Once investors identify the trend in a stock’s momentum, they use the trend to trade and get returns. This method of trading in an asset is called trend trading.
Here’s how trend trading works–
- In the case of an uptrend, the asset’s price hits higher swing highs and higher swing lows. In such cases, traders go for a long position to maximize the potential returns from the asset’s upward price movement.
- In the case of a downtrend, the asset’s price hits lower swing highs and lower swing lows. In these cases, traders opt for a short position to minimize losses and get returns from slow movements.
- In a sideways trend, traders either do not trade in the asset or trade cautiously, per their expertise and analysis.
Traders invest according to the prevalent trend and stay invested until the trend reverses.
Benefits of Trend Trading
Some of the benefits of trend trading are as follows:
- Trends are lagging indicators that use historical price movements to recognize the trend. As such, trend trading is predictable, as investors expect the asset’s prices to move in the same direction.

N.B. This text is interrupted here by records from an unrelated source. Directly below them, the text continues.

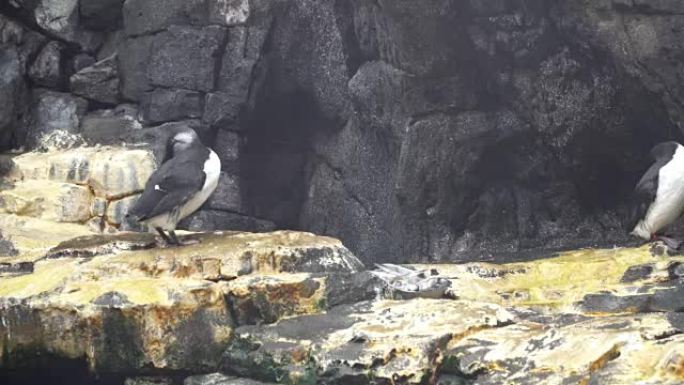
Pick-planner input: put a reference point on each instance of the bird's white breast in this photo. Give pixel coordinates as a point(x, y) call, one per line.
point(669, 202)
point(212, 170)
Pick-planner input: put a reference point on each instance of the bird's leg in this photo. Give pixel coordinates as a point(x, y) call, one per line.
point(184, 243)
point(164, 236)
point(671, 243)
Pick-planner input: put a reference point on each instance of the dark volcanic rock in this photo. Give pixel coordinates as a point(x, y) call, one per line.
point(99, 82)
point(101, 15)
point(208, 220)
point(54, 111)
point(110, 126)
point(185, 57)
point(133, 57)
point(46, 70)
point(220, 379)
point(227, 196)
point(162, 105)
point(13, 97)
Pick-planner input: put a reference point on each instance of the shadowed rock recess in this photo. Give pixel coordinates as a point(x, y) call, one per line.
point(485, 133)
point(412, 130)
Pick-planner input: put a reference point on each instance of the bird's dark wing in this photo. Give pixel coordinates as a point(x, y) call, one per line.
point(644, 195)
point(176, 181)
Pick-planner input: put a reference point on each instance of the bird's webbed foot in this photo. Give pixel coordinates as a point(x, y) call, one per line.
point(185, 242)
point(671, 243)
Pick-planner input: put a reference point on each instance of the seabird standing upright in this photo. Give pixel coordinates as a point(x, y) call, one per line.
point(186, 178)
point(659, 195)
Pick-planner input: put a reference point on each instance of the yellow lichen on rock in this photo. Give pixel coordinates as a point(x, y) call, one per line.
point(559, 281)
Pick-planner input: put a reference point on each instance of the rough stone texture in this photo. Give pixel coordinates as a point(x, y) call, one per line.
point(110, 127)
point(98, 82)
point(163, 105)
point(54, 111)
point(60, 19)
point(227, 196)
point(101, 15)
point(52, 201)
point(184, 57)
point(46, 70)
point(228, 148)
point(219, 379)
point(13, 99)
point(159, 308)
point(336, 102)
point(223, 220)
point(117, 209)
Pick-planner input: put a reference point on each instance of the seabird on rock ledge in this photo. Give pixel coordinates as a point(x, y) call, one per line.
point(187, 177)
point(659, 195)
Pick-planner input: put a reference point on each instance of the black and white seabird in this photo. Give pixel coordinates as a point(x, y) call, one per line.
point(659, 195)
point(186, 178)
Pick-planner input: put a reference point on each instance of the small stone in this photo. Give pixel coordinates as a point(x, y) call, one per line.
point(148, 381)
point(133, 58)
point(104, 15)
point(163, 105)
point(46, 70)
point(98, 207)
point(59, 202)
point(221, 110)
point(636, 273)
point(110, 126)
point(145, 16)
point(55, 111)
point(228, 12)
point(210, 220)
point(99, 82)
point(116, 210)
point(81, 61)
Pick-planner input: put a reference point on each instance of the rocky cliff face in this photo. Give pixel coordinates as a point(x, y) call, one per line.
point(413, 130)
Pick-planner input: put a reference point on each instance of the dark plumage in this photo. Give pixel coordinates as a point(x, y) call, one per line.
point(658, 198)
point(185, 180)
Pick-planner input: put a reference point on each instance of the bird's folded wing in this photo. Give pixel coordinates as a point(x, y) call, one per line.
point(644, 195)
point(171, 186)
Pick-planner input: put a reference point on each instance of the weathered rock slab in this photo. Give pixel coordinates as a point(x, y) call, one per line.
point(125, 304)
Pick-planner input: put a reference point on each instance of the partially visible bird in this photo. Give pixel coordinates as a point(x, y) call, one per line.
point(659, 195)
point(186, 178)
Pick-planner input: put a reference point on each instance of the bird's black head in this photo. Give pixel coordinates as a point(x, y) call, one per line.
point(181, 141)
point(664, 150)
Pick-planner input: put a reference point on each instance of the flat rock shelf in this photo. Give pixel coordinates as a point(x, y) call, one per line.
point(293, 307)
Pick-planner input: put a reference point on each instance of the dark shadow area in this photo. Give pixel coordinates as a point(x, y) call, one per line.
point(274, 156)
point(55, 371)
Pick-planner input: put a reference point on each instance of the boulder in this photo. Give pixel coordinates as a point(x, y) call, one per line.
point(100, 15)
point(117, 209)
point(52, 201)
point(227, 146)
point(207, 220)
point(227, 196)
point(46, 70)
point(61, 19)
point(133, 57)
point(98, 82)
point(150, 308)
point(145, 17)
point(110, 127)
point(111, 173)
point(162, 105)
point(13, 100)
point(185, 57)
point(52, 111)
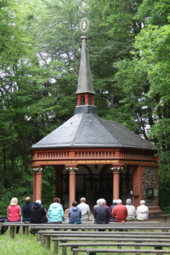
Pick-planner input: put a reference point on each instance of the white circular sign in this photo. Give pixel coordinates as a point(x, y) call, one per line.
point(84, 25)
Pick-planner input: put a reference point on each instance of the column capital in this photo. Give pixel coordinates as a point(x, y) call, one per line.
point(72, 169)
point(114, 168)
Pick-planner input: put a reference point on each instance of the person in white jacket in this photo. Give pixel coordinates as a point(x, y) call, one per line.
point(130, 209)
point(85, 209)
point(142, 212)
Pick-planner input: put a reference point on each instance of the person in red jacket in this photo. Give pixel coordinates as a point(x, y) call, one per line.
point(119, 212)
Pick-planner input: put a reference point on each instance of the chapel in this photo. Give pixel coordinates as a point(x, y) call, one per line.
point(96, 158)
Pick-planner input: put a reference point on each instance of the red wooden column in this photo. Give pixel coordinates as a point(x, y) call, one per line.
point(37, 183)
point(116, 180)
point(137, 184)
point(72, 184)
point(58, 181)
point(116, 184)
point(34, 186)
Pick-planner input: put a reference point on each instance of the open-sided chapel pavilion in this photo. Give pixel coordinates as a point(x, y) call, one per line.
point(96, 158)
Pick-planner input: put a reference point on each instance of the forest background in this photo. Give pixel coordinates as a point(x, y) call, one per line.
point(40, 46)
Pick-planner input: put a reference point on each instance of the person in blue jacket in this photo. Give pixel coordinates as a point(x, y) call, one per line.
point(74, 214)
point(111, 209)
point(55, 212)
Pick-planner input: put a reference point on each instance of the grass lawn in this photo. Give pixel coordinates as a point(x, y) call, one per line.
point(26, 245)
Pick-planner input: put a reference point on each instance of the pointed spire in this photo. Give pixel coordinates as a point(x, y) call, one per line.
point(85, 84)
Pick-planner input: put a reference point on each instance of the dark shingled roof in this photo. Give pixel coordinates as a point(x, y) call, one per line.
point(90, 131)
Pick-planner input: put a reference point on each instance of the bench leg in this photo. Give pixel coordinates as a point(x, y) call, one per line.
point(48, 242)
point(12, 230)
point(137, 247)
point(158, 248)
point(42, 240)
point(38, 237)
point(75, 252)
point(26, 230)
point(55, 247)
point(64, 250)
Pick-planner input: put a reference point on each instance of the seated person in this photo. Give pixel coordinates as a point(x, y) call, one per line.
point(38, 213)
point(85, 209)
point(25, 211)
point(55, 212)
point(14, 212)
point(74, 214)
point(111, 209)
point(119, 212)
point(101, 213)
point(130, 209)
point(142, 211)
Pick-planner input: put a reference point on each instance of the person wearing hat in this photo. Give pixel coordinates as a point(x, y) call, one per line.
point(142, 212)
point(14, 212)
point(85, 209)
point(131, 210)
point(101, 213)
point(38, 213)
point(111, 209)
point(119, 212)
point(25, 211)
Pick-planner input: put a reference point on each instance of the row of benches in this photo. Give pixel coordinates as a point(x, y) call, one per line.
point(158, 240)
point(114, 240)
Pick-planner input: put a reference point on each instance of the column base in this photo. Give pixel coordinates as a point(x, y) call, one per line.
point(154, 212)
point(66, 212)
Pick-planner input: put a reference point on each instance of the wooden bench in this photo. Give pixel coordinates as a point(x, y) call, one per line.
point(131, 251)
point(110, 226)
point(164, 217)
point(124, 236)
point(118, 245)
point(96, 239)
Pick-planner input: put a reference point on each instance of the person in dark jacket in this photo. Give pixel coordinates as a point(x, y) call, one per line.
point(111, 209)
point(74, 214)
point(119, 212)
point(25, 211)
point(38, 213)
point(101, 213)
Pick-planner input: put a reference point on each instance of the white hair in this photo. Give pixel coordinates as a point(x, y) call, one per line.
point(38, 201)
point(128, 201)
point(101, 201)
point(119, 201)
point(142, 202)
point(97, 202)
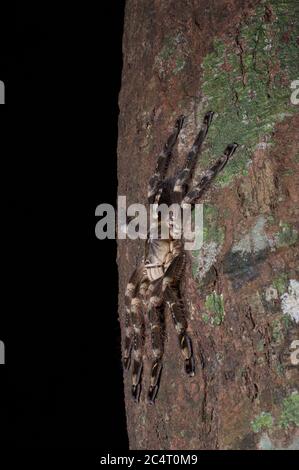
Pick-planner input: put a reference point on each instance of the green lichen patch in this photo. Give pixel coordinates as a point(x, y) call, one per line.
point(246, 81)
point(280, 283)
point(287, 235)
point(290, 411)
point(262, 422)
point(212, 230)
point(213, 238)
point(215, 308)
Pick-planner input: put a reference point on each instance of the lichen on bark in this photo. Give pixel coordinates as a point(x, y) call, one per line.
point(237, 58)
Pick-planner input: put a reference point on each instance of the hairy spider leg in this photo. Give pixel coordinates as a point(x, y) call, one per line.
point(133, 287)
point(185, 176)
point(172, 297)
point(203, 184)
point(155, 315)
point(163, 161)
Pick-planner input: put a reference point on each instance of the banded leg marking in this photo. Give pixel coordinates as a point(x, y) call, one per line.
point(157, 339)
point(177, 311)
point(163, 160)
point(186, 174)
point(206, 180)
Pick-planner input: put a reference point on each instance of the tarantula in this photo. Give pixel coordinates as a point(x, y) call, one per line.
point(155, 284)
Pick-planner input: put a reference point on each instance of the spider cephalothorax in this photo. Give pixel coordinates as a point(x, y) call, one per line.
point(155, 284)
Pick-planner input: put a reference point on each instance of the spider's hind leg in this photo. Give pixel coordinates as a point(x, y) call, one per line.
point(163, 160)
point(135, 287)
point(185, 176)
point(177, 309)
point(204, 183)
point(155, 313)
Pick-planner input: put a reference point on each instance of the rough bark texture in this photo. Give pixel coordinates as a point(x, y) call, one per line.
point(237, 58)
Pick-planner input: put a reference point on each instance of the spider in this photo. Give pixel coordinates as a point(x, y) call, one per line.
point(155, 283)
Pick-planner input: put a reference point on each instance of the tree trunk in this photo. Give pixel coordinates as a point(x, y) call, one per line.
point(237, 58)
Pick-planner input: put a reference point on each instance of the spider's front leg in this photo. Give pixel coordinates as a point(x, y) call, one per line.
point(186, 173)
point(196, 192)
point(174, 301)
point(163, 160)
point(134, 327)
point(155, 314)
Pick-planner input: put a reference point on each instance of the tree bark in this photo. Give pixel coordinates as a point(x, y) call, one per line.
point(237, 58)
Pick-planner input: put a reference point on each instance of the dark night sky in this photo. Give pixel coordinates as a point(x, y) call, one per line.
point(63, 377)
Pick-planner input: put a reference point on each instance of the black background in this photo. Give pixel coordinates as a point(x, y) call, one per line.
point(63, 376)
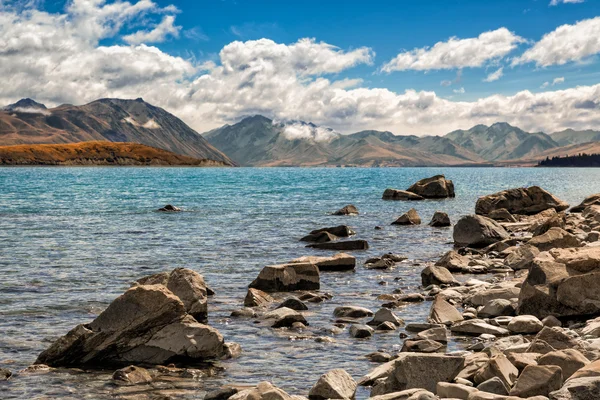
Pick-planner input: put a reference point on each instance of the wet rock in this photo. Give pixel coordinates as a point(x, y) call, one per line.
point(433, 275)
point(256, 298)
point(439, 220)
point(132, 375)
point(395, 194)
point(347, 210)
point(294, 304)
point(411, 217)
point(361, 331)
point(478, 231)
point(147, 324)
point(569, 360)
point(436, 187)
point(338, 262)
point(169, 208)
point(346, 245)
point(335, 384)
point(285, 317)
point(527, 324)
point(352, 312)
point(288, 277)
point(538, 381)
point(524, 201)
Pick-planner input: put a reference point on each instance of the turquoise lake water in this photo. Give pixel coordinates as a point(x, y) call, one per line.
point(73, 239)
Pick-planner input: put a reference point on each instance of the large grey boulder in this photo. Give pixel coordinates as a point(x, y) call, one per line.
point(478, 231)
point(436, 187)
point(288, 277)
point(524, 201)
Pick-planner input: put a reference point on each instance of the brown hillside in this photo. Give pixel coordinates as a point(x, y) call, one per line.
point(97, 153)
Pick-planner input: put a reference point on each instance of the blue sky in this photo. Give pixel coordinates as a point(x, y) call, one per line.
point(406, 66)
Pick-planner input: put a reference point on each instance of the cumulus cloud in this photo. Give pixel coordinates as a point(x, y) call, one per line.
point(457, 53)
point(494, 76)
point(567, 43)
point(50, 58)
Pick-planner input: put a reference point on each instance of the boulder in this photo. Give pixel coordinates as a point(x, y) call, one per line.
point(411, 217)
point(147, 324)
point(338, 262)
point(588, 201)
point(523, 201)
point(440, 219)
point(478, 231)
point(347, 210)
point(538, 380)
point(257, 298)
point(436, 187)
point(346, 245)
point(335, 384)
point(288, 277)
point(554, 238)
point(433, 275)
point(395, 194)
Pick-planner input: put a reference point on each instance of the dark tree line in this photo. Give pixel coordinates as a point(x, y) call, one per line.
point(579, 160)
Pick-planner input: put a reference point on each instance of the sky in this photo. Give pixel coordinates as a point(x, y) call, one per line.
point(410, 67)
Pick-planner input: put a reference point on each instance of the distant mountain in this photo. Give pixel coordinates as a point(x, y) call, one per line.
point(570, 136)
point(502, 141)
point(113, 120)
point(259, 141)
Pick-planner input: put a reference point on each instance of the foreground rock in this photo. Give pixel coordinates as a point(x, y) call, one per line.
point(338, 262)
point(524, 201)
point(347, 210)
point(148, 324)
point(436, 187)
point(478, 231)
point(288, 277)
point(335, 384)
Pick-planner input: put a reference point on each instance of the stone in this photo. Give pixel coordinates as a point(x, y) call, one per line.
point(494, 385)
point(346, 245)
point(569, 360)
point(538, 380)
point(436, 187)
point(347, 210)
point(527, 324)
point(554, 238)
point(411, 217)
point(385, 315)
point(288, 277)
point(340, 230)
point(352, 312)
point(433, 275)
point(395, 194)
point(169, 208)
point(132, 375)
point(478, 231)
point(361, 331)
point(338, 262)
point(588, 201)
point(335, 384)
point(522, 201)
point(478, 327)
point(257, 298)
point(294, 304)
point(442, 312)
point(147, 324)
point(439, 220)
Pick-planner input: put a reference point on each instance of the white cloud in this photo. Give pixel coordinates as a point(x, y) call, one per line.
point(49, 58)
point(565, 44)
point(157, 35)
point(494, 76)
point(457, 53)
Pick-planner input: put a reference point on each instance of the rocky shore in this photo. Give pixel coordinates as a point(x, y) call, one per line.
point(530, 320)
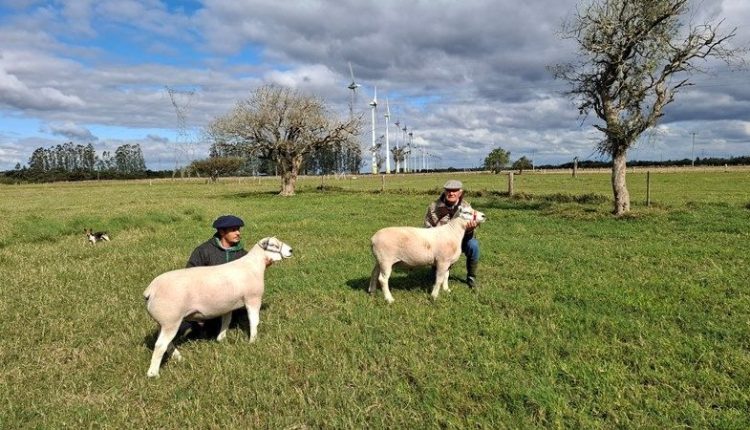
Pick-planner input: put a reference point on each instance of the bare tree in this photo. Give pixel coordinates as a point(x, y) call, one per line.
point(635, 56)
point(284, 125)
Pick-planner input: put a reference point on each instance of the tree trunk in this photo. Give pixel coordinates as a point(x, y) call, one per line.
point(619, 187)
point(289, 177)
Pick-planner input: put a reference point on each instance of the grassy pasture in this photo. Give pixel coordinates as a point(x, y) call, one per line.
point(582, 321)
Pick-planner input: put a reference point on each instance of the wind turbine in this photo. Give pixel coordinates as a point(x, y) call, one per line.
point(406, 154)
point(387, 144)
point(353, 86)
point(398, 154)
point(374, 106)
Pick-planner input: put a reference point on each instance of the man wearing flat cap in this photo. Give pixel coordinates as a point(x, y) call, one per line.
point(223, 247)
point(443, 210)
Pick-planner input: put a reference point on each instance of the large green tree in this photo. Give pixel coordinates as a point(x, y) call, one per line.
point(287, 126)
point(635, 55)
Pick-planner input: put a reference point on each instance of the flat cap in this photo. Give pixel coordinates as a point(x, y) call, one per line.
point(453, 185)
point(228, 221)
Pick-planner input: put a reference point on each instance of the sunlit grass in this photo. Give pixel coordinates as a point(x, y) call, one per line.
point(583, 321)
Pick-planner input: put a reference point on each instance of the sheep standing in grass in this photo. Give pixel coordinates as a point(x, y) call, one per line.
point(439, 247)
point(204, 292)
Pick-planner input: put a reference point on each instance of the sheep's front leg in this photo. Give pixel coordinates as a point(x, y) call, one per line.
point(374, 278)
point(441, 280)
point(225, 320)
point(163, 343)
point(253, 316)
point(385, 274)
point(445, 281)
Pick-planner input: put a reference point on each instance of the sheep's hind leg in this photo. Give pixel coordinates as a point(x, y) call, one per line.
point(374, 278)
point(385, 274)
point(225, 320)
point(441, 280)
point(162, 345)
point(253, 317)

- The strategy is suitable for all types of investment horizons–short, medium, or long-term
- By keeping an eye out for trend reversals, traders can limit or minimize their losses
- Various types of technical indicators are available to assess the current trend of the asset. Common examples include moving averages, the RSI (Relative Strength Index) indicator, MACD (Moving Average Convergence Divergence) indicators, etc. Investors can use these indicators to identify the trend and the entry and exit points.
The Bottom Line
Trend trading is a simple and popular strategy that helps you bank on a current trend and generate returns. Understand how the strategy works and keep an eye out for reversals to minimize possible losses.